Le souffle qui surgit du mufle quand le taureau gratte le sol et s’agenouille devant son danseur de mort…
Le héros qui s’avance coiffé de son bicorne, cambré comme une ballerine, dans les broderies et la soie fuchsia…
La poussière qui tournoie dans le soleil, le silence de la peur quand charge la bête, les Olé de la foule…
C’est beau, la corrida, c’est coloré, c’est puissant, c’est sanglant, c’est viril, c’est culturel, c’est outrageusement sensuel… et c’est devenu insupportable !
Le scandale est récurrent qui revient chaque été, quand les arènes s’ouvrent au rituel séculaire. « Barbarie d’un autre âge », disent les détracteurs. « Patrimoine culturel », « héroïsme de l’homme et de la bête » répondent les afficionados. Irréconciliables.
Ce jeudi 15 août se déroulait, dans les arènes de Bayonne, une « corrida goyesque ». Hors le fait que l’adjectif renvoie à l’évidence au peintre Goya, j’ignorais cette spécialité. Wikipédia nous renseigne ainsi : « Une corrida goyesque (de l’espagnol corrida goyesca) est une corrida particulière dans son apparence mais identique dans son déroulement à une corrida “normale”. […] Au cours des corridas goyesques, les toreros utilisent des costumes similaires à ceux en vigueur à l’époque de Goya : les paillettes sont quasiment absentes, les seules décorations étant des broderies ; la taleguilla est ample, et non moulante comme son homologue moderne ; au lieu d’une montera, le torero coiffe un bicorne ; les cheveux (longs) sont retenus par une résille ; le capote de paseo n’existe pas, les toreros défilant en portant le capote de brega sur l’épaule. »
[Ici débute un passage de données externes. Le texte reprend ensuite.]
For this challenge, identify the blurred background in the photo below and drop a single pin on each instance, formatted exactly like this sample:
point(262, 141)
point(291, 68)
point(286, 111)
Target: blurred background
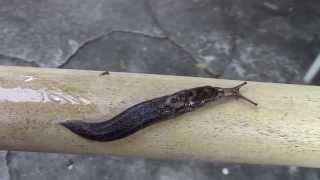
point(268, 41)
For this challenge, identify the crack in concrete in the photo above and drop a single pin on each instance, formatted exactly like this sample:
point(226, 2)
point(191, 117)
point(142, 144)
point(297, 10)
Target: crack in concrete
point(18, 61)
point(8, 157)
point(103, 35)
point(234, 34)
point(156, 21)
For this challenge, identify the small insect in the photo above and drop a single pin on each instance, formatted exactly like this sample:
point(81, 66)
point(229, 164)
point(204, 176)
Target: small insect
point(152, 111)
point(104, 73)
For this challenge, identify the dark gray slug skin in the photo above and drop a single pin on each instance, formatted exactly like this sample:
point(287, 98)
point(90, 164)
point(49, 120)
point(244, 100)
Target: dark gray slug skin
point(149, 112)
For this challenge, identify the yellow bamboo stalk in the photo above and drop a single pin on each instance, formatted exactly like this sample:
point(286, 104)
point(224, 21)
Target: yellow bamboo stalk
point(284, 129)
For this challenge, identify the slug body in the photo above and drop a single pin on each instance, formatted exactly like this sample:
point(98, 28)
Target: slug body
point(149, 112)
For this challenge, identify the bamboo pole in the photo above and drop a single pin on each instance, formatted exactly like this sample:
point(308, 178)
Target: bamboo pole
point(284, 129)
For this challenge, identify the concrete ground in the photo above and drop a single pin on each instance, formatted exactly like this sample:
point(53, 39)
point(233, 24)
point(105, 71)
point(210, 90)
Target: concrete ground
point(269, 40)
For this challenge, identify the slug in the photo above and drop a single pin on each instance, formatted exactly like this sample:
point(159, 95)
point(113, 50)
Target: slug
point(152, 111)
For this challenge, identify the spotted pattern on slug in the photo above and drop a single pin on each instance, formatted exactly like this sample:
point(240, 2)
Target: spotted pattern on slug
point(149, 112)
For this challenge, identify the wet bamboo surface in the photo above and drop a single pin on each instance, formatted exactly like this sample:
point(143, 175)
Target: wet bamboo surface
point(284, 129)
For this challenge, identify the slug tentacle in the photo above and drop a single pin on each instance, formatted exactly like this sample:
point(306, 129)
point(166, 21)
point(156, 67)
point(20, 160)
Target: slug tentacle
point(149, 112)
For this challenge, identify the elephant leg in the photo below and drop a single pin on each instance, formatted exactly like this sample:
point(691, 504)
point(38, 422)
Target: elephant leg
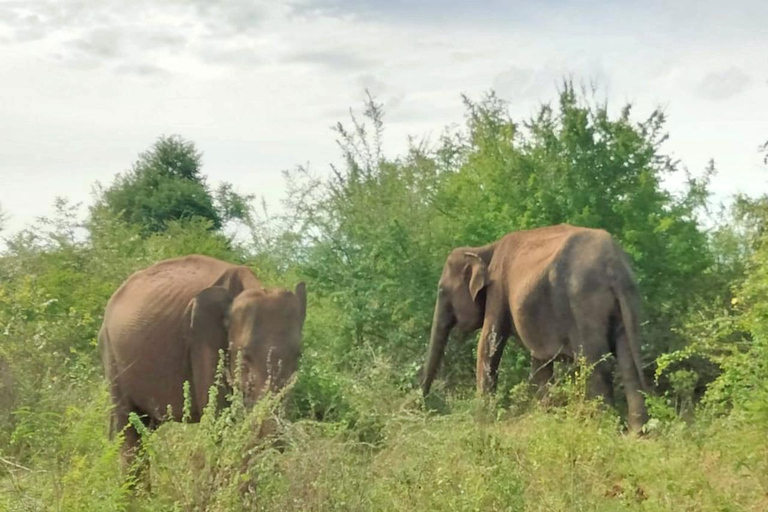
point(133, 464)
point(637, 413)
point(204, 361)
point(541, 375)
point(489, 351)
point(601, 381)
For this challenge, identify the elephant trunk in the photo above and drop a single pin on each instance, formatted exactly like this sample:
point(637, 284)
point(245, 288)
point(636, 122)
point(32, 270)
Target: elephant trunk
point(442, 323)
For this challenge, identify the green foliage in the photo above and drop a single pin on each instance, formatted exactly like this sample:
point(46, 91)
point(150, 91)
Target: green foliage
point(166, 184)
point(370, 239)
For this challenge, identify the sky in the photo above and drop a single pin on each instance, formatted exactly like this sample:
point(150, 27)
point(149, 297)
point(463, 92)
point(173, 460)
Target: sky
point(86, 85)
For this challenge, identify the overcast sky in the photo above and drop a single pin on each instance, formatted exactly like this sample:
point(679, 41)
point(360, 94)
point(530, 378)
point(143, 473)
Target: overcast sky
point(86, 85)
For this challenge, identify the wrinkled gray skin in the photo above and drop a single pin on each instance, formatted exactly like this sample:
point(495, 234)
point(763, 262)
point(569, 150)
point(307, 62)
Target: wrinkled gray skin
point(560, 290)
point(166, 324)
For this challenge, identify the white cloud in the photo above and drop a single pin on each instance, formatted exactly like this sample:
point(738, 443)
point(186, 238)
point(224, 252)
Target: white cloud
point(257, 85)
point(721, 85)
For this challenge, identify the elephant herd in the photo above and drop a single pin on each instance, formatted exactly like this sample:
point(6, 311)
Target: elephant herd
point(561, 291)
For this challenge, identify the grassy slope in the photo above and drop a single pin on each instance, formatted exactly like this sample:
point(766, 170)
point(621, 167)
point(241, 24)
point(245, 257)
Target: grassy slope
point(401, 458)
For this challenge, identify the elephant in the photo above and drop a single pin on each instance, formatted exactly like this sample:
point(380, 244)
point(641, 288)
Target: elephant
point(166, 325)
point(562, 291)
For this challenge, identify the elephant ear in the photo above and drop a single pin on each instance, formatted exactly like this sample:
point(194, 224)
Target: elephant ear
point(207, 321)
point(237, 279)
point(477, 273)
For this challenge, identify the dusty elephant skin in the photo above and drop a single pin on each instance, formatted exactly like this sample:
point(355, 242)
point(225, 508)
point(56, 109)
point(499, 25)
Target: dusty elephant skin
point(166, 324)
point(561, 290)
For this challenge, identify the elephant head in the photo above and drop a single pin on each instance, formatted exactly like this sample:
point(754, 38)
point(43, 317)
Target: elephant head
point(460, 303)
point(261, 328)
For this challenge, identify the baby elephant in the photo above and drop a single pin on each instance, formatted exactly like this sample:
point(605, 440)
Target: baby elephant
point(167, 323)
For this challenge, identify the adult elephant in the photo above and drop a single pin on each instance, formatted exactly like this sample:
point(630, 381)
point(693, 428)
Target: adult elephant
point(167, 323)
point(561, 290)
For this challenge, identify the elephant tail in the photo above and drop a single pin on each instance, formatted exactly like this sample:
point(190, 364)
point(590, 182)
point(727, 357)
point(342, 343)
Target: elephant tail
point(625, 291)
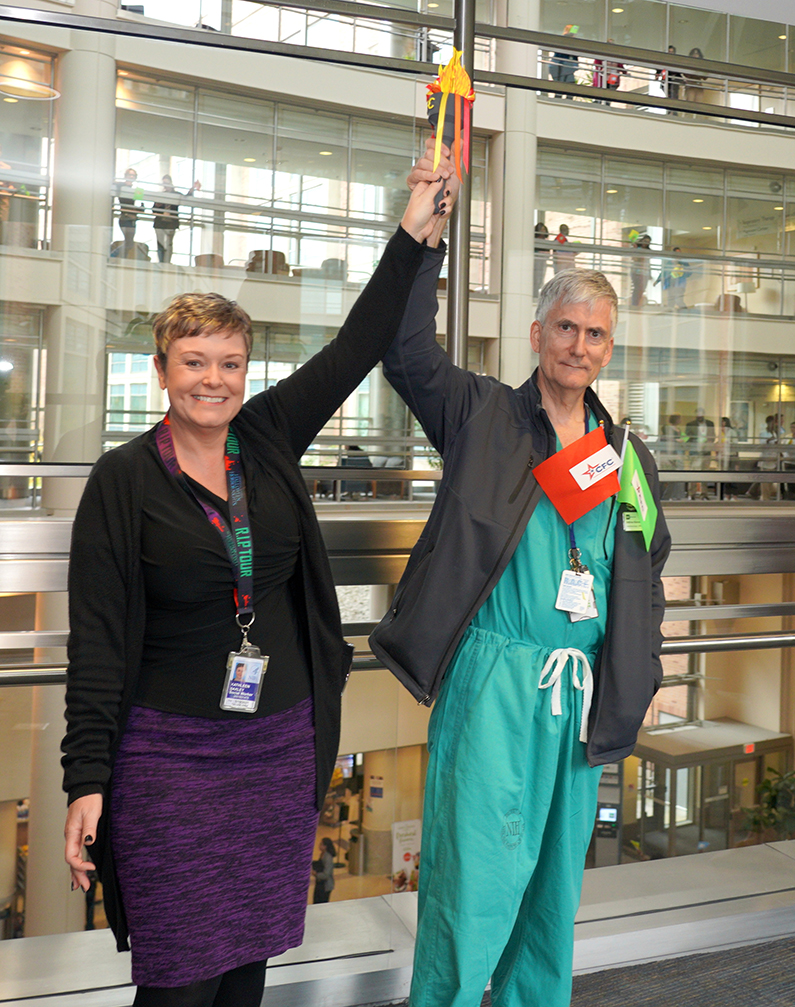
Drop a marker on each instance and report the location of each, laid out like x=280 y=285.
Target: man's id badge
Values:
x=575 y=592
x=243 y=684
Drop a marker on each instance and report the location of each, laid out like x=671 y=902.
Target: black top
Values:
x=190 y=626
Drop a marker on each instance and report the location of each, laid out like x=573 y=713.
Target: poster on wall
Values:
x=406 y=837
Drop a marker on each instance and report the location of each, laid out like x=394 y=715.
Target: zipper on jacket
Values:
x=522 y=480
x=469 y=617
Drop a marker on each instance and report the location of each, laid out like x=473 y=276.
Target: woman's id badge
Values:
x=574 y=592
x=243 y=684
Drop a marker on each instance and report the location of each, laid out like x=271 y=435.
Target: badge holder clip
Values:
x=245 y=674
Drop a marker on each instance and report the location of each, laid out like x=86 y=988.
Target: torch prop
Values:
x=449 y=102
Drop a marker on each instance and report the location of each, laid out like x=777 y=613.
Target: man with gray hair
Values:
x=538 y=637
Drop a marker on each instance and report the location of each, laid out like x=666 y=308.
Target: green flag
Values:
x=635 y=492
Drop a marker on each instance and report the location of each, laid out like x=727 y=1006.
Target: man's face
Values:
x=573 y=344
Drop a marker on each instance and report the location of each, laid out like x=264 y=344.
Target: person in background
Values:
x=693 y=83
x=541 y=257
x=788 y=463
x=727 y=456
x=672 y=456
x=166 y=219
x=671 y=80
x=199 y=797
x=771 y=435
x=700 y=434
x=563 y=65
x=323 y=872
x=673 y=277
x=640 y=271
x=128 y=211
x=607 y=74
x=562 y=260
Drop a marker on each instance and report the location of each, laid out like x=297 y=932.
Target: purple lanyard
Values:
x=573 y=552
x=238 y=543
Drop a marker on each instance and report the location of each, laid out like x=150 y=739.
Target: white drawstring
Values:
x=559 y=659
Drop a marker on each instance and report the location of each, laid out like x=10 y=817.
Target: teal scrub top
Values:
x=522 y=604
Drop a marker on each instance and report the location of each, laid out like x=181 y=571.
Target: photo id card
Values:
x=574 y=592
x=590 y=612
x=243 y=683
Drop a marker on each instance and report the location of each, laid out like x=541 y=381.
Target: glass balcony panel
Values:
x=640 y=23
x=754 y=42
x=690 y=29
x=588 y=16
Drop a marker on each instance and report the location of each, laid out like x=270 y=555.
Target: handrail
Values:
x=213 y=39
x=69 y=469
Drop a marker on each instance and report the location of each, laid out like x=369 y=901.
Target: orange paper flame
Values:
x=453 y=79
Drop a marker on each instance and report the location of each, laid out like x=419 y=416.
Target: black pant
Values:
x=320 y=894
x=241 y=987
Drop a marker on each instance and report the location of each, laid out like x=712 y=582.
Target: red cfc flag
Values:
x=580 y=476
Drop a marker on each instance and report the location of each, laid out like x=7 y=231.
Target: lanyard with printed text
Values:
x=573 y=552
x=237 y=539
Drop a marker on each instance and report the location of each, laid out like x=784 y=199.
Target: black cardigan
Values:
x=107 y=603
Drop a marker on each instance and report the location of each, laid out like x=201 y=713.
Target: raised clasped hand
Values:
x=422 y=221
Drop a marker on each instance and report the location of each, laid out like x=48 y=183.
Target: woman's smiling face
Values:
x=205 y=377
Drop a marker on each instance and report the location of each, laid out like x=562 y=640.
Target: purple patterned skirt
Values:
x=213 y=831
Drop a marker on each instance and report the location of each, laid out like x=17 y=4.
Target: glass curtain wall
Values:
x=26 y=96
x=655 y=24
x=282 y=187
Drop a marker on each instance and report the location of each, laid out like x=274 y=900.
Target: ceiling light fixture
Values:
x=18 y=82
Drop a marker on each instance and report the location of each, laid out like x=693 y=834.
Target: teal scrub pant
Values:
x=510 y=807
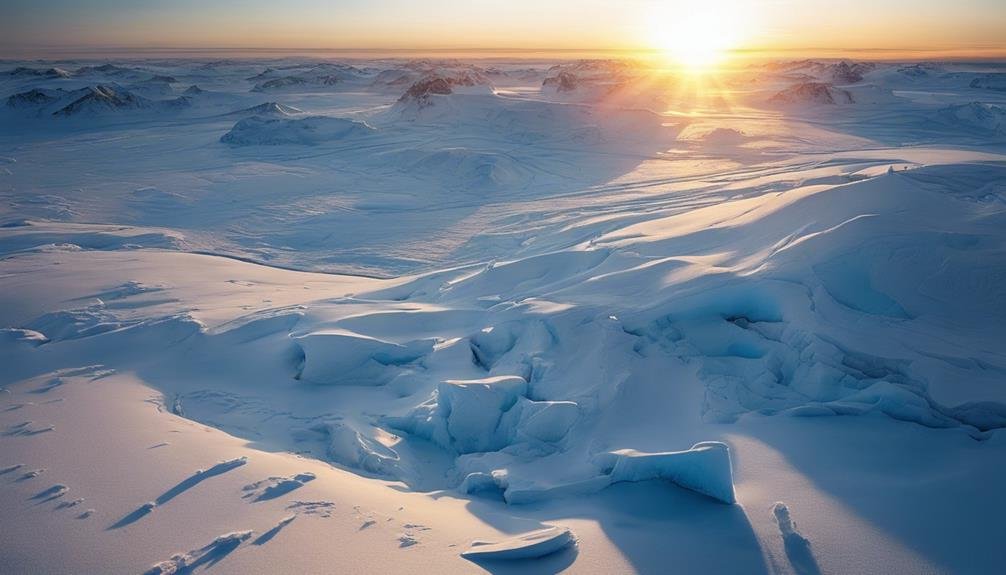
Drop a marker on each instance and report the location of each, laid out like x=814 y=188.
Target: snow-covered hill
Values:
x=501 y=317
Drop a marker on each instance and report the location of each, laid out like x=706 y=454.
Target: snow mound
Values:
x=467 y=169
x=318 y=76
x=986 y=117
x=341 y=357
x=34 y=99
x=705 y=468
x=102 y=99
x=269 y=109
x=27 y=337
x=480 y=415
x=812 y=93
x=526 y=546
x=202 y=557
x=23 y=71
x=348 y=446
x=311 y=131
x=996 y=81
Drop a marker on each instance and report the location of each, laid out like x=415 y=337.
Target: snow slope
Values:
x=504 y=330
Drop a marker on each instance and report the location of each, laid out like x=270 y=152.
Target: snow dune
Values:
x=568 y=315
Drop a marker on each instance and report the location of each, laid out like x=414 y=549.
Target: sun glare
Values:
x=696 y=40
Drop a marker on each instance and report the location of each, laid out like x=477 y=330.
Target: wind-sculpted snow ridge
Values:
x=206 y=556
x=571 y=311
x=269 y=109
x=310 y=131
x=812 y=93
x=526 y=546
x=976 y=116
x=996 y=81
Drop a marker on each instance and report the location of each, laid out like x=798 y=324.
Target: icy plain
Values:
x=509 y=317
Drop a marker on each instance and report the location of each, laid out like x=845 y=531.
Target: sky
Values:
x=36 y=27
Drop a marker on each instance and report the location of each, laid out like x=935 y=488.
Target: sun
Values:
x=697 y=40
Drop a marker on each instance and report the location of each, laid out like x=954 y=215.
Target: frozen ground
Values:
x=502 y=317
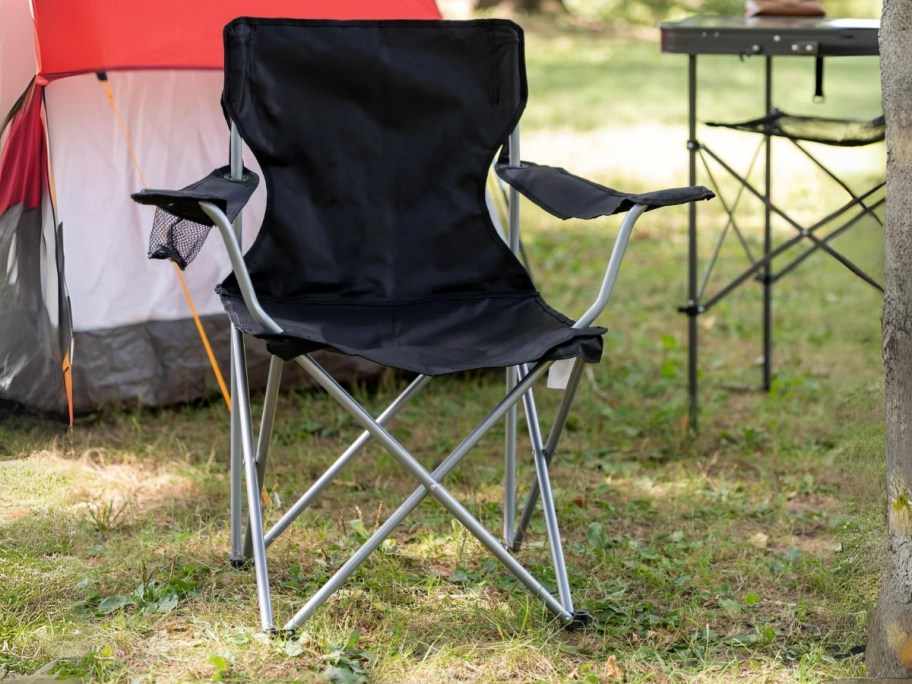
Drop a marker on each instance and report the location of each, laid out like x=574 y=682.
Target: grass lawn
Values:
x=748 y=552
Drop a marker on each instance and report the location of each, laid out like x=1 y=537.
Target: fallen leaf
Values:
x=612 y=670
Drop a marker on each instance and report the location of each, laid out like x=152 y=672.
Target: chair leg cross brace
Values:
x=430 y=484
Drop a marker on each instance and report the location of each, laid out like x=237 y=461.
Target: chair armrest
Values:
x=180 y=226
x=567 y=196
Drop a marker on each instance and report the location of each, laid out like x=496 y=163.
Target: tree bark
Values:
x=889 y=649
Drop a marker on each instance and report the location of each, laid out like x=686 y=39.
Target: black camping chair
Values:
x=375 y=139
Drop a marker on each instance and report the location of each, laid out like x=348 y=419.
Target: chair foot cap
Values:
x=580 y=619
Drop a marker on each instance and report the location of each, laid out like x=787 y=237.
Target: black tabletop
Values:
x=798 y=36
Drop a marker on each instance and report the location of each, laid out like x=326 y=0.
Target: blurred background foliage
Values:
x=651 y=12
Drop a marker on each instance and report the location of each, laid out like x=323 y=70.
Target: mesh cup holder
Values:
x=176 y=238
x=840 y=132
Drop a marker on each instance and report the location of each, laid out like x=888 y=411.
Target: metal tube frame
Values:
x=512 y=373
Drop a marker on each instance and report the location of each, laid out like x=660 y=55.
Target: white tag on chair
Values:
x=559 y=373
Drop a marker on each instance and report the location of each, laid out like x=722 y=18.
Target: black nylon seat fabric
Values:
x=375 y=139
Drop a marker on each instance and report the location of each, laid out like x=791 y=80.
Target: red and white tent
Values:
x=97 y=100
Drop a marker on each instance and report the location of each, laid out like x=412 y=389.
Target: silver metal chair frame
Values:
x=248 y=461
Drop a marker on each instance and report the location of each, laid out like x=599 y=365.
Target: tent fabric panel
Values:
x=162 y=362
x=30 y=352
x=100 y=35
x=177 y=132
x=23 y=156
x=18 y=64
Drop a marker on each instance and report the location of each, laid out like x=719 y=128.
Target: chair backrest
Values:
x=375 y=139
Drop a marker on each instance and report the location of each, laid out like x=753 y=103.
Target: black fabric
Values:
x=840 y=132
x=228 y=195
x=374 y=139
x=567 y=196
x=180 y=226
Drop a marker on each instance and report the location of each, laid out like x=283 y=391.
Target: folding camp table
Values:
x=765 y=37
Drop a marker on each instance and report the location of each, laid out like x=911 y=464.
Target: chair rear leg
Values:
x=236 y=494
x=273 y=382
x=509 y=502
x=544 y=485
x=242 y=400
En ce jour de l’Assomption, c’est le torero Daniel Luque qui officiait, faisant face à six taureaux. Tous occis. Et « au terme d’une faena exceptionnelle face à un magnifique toro de Pedraza de Yeltes », nous dit-on, l’homme de l’art, complet quant à lui dans tous ses attributs, est reparti avec quatre oreilles et une queue.
On en resterait là du scandale saisonnier opposant depuis longtemps maintenant pro- et anticorrida si la chose, cette année, ne s’était agrémentée d’un scandale politique.
Assistaient en effet au spectacle deux ministres, et non des moindres, en poste dans l’actuel gouvernement : au premier rang, le nez dans le sable et dans l’odeur du sang, Mme Jacqueline Gourault, ministre de la Ville, et M. Didier Guillaume, ministre de l’Agriculture en charge, à ce titre, du bien-être animal.
Ces deux-là sont peut-être amoureux de la corrida ailleurs que dans l’arène politique ; ils peuvent alors y aller incognito, la tête coiffée d’un sombrero, le visage mangé par de grands verres fumés… Mais quand on s’affiche ainsi, à deux, au premier rang, c’est à l’évidence pour un autre dessein.
Pour l’histoire, Bayonne, ville historique, est dirigée par un maire UDI ; et nombreux sont ceux qui voudraient une fusion des listes UDI et LREM pour les municipales qui s’approchent à grands pas… On ratisse jusque dans l’arène.
Sauf que la manœuvre peut se révéler parfaitement contre-productive.
Les amis des bêtes sont nombreux et la corrida leur sort par les trous de nez.
Ainsi la fondation Brigitte-Bardot a-t-elle aussitôt réagi auprès du HuffPost : « Il y a tout juste onze ans nous étions avec Michel Rocard et son épouse, administratrice de la FBB, devant ces arènes de Bayonne pour dénoncer la barbarie de la corrida. C’est absolument scandaleux de voir, en 2019, un ministre de l’Agriculture en charge de la protection animale venir se divertir devant le spectacle d’un animal torturé à mort, comment pourrait-il désormais avoir la moindre crédibilité ? »
D’autant, rappelle la fondation, que le même assurait il y a peu vouloir prendre « des mesures jamais vues en France pour la protection animale ».
« C’est du jamais vu et on touche le fond, là… » conclut la FBB.
« Didier Guillaume est le ministre français de l’Agriculture, pas l’élu du coin qui s’accommode des jeux barbares. »
Allez savoir… peut-être que si, au fond.